Rainbows are almost nonexistent especially on later DLP sets. LCD TVs are great but they are fragile as hell. Just had a customer bring in a 60 set that got hit on the side by a toy that wasnt that heavy. It didnt even leave a mark on the side but it wiped out the T-Con interface on the screen. $1200 TV reduced to $40 worth of parts.
The color wheel has a super hot light shining right on it for thousands of hours.
My color wheel blew the day after I installed the new bulb. Replaced it and it's been fine ever since.
Still doesn't sound like a good reason to me. Since that is how they are expected to operate, they should be fine in that environment. I worked with a 15 projector theater running 2000 to 4000watt Xenon arc lamps and the only documented replacement of any of the filter glass was when a bulb exploded and took the glass with it over the 40 years it has been running.
How many of those filter glasses spun at over 7000 rpm for several years, in addition to enduring thousands of hot/cold cycles?
I am not sure what the spinning has to do with it. It adds additional stress to the part but it should be engineered to handle it. Considering that the DLP projection units spin at 14,400 RPM and cycle with each movie IE 4 times a day 365 days a year. Since those units are 4 years old that is just under 6000 cycles and none of those have had a color wheel explode.

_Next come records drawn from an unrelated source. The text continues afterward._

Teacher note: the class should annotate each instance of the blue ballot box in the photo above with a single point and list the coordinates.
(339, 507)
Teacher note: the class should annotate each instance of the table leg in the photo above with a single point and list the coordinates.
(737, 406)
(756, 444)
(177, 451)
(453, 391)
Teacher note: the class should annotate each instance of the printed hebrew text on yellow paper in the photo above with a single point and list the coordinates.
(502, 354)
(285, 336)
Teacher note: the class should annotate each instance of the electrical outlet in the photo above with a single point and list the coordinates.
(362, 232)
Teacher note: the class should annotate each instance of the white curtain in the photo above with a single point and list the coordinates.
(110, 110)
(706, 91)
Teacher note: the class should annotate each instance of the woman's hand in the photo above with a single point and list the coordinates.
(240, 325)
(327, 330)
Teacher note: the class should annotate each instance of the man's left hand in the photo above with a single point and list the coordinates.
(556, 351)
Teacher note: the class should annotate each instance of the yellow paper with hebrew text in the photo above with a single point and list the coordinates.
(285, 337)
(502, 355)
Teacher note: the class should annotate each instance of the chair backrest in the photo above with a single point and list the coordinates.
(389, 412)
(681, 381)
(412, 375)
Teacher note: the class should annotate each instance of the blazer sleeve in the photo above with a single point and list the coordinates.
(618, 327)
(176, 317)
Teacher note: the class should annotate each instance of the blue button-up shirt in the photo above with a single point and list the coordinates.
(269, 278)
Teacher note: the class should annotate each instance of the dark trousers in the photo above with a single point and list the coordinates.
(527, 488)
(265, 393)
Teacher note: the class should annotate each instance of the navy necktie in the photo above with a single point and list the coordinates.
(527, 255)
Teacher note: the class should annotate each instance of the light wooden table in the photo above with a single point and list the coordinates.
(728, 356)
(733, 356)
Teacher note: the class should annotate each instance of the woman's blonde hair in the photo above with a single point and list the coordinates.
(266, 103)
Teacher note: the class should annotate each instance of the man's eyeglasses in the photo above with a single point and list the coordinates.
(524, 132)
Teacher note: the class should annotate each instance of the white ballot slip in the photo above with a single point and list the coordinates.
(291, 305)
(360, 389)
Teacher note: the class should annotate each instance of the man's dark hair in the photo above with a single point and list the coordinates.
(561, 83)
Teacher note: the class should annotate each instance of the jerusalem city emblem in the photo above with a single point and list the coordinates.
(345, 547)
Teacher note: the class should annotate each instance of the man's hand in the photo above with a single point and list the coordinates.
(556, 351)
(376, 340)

I guess it has to do with the home unit quality more than anything.
And since movie theater DLP projectors are like 30k+, I'd suspect they are a bit more heavy-duty than a home DLP that cost 3k 9 years ago.
Also good luck repairing it the mirror chips / controllers fried.
I personally wish we had seen more of the multichip DLPs. Those looked great to me. 3 chips / 3 fixed filters firing at the screen. I guess they are more costly than the wheel approach. It sucked because I am one of those people that can see the rainbows in most sets. Only the 3 chip ones looked stable to me.